Paul Monette publishes his memoir Becoming a Man, which wins the 1992 National Book Award for non-fiction.
Leonard Raver dies of AIDS on January 29 at the age of 62.
Christopher Kales dies on January 23 at NYU Medical Center. He was 36 years old.
Four Los Angeles police officers charged in the beating of Rodney King are acquitted. In response, rioting overtakes much of south central Los Angeles, resulting in fifty-three dead and more than two thousand injured.
Democrat Bill Clinton (YLS ’73) defeats incumbent George H.W. Bush (YC ’48) in the presidential election.
Mary Fisher and Elizabeth Glaser—both HIV-positive—address the Republican and Democratic National Conventions, respectively.
Florida teenager Ricky Ray dies of an AIDS-related illness. Ricky and his two brothers, Robert and Randy (both HIV-positive), had become the focus of national media attention in 1987 when their home was burned down following their victory in a court battle to attend their public school.

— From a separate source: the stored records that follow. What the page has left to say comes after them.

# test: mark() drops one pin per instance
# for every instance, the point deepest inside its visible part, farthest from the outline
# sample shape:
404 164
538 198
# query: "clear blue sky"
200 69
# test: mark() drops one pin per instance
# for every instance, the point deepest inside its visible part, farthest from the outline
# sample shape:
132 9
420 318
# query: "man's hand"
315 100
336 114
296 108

Actor Anthony Perkins dies of an AIDS-related illness.
Professional tennis player Arthur Ashe announces publicly that he is HIV-positive. Ashe will die of a related illness in 1993.
Fashion icon Tina Chow dies of an AIDS-related illness.
AIDS is identified as the number one cause of death in American men, ages 25-44.
By year’s end, a total of 254,157 cases and 194,476 deaths have been reported in the United States.